COMPARATIVE EVALUATION OF DEEP LEARNING AND TRADITIONAL MACHINE LEARNING CLASSIFIERS ON DUAE-REDUCED HIGH-DIMENSIONAL GENE EXPRESSION DATA FOR HEAD AND NECK SQUAMOUS CELL CARCINOMA

Abstract

High-dimensional transcriptomic datasets present a major challenge for robust cancer classification because the number of measured genes substantially exceeds the number of available samples, making dimensionality reduction a critical preprocessing step before downstream predictive modeling. In this study, a Deep Under-complete Autoencoder (DUAE) was employed to compress high-dimensional Head and Neck Squamous Cell Carcinoma (HNSCC) gene expression data while preserving discriminative structure for classification. Gene expression data were obtained from The Cancer Genome Atlas (TCGA), and following preprocessing, the DUAE-reduced feature representation was evaluated using four traditional machine learning classifiers, Random Forest (RF), Support Vector Machine (SVM), K-Nearest Neighbors (KNN), and Gradient Boosting Machine (GBM), and four deep learning architectures, WideResNet, DenseNet, VGG, and EfficientNet.

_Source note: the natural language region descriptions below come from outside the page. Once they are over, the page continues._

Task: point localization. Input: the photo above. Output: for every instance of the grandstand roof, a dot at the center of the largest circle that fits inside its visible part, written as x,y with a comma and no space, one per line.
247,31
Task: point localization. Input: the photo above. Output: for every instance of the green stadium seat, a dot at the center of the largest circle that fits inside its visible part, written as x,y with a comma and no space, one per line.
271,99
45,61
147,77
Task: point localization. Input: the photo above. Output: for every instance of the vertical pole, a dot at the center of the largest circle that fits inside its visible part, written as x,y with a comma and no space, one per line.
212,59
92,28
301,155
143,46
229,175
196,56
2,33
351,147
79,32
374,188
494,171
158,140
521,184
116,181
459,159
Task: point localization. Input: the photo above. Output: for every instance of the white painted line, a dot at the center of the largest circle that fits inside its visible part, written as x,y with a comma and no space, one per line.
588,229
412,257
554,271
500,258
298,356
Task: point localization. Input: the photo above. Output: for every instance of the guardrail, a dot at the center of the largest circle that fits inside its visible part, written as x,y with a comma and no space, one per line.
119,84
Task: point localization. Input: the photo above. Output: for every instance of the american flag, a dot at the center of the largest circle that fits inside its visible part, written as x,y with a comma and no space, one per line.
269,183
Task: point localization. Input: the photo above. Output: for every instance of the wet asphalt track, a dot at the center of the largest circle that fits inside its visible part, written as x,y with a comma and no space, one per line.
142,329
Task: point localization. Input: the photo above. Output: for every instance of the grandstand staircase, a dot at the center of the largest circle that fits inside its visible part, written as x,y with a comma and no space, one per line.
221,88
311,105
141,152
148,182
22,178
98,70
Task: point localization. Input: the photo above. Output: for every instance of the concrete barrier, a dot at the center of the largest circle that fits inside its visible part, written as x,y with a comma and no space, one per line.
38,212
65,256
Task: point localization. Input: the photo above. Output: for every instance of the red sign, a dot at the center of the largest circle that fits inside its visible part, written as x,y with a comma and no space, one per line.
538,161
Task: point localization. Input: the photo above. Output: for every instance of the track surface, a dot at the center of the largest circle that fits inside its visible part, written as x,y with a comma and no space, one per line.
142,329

Model performance was assessed using accuracy, area under the receiver operating characteristic curve (ROC-AUC), precision, recall, and F1-score. Among all evaluated models, WideResNet achieved the strongest overall performance, with an accuracy of 0.970, ROC-AUC of 0.990, precision of 0.960, recall of 0.950, and F1-score of 0.955, followed by VGG, which also demonstrated strong and balanced classification performance. Among the traditional machine learning baselines, GBM and Random Forest remained competitive, whereas SVM and KNN showed comparatively lower performance. DenseNet and EfficientNet demonstrated moderate predictive capability but did not match the stronger performance profiles of WideResNet and VGG. Overall, the findings indicate that DUAE-based feature compression preserved biologically relevant signal for downstream classification, while the final predictive performance remained strongly dependent on classifier architecture. These results suggest that deep residual learning, particularly WideResNet, may offer substantial advantages for classification of DUAE-reduced gene expression data in HNSCC, and support the use of DUAE-driven representation learning as a practical and effective preprocessing strategy for high-dimensional genomic classification tasks.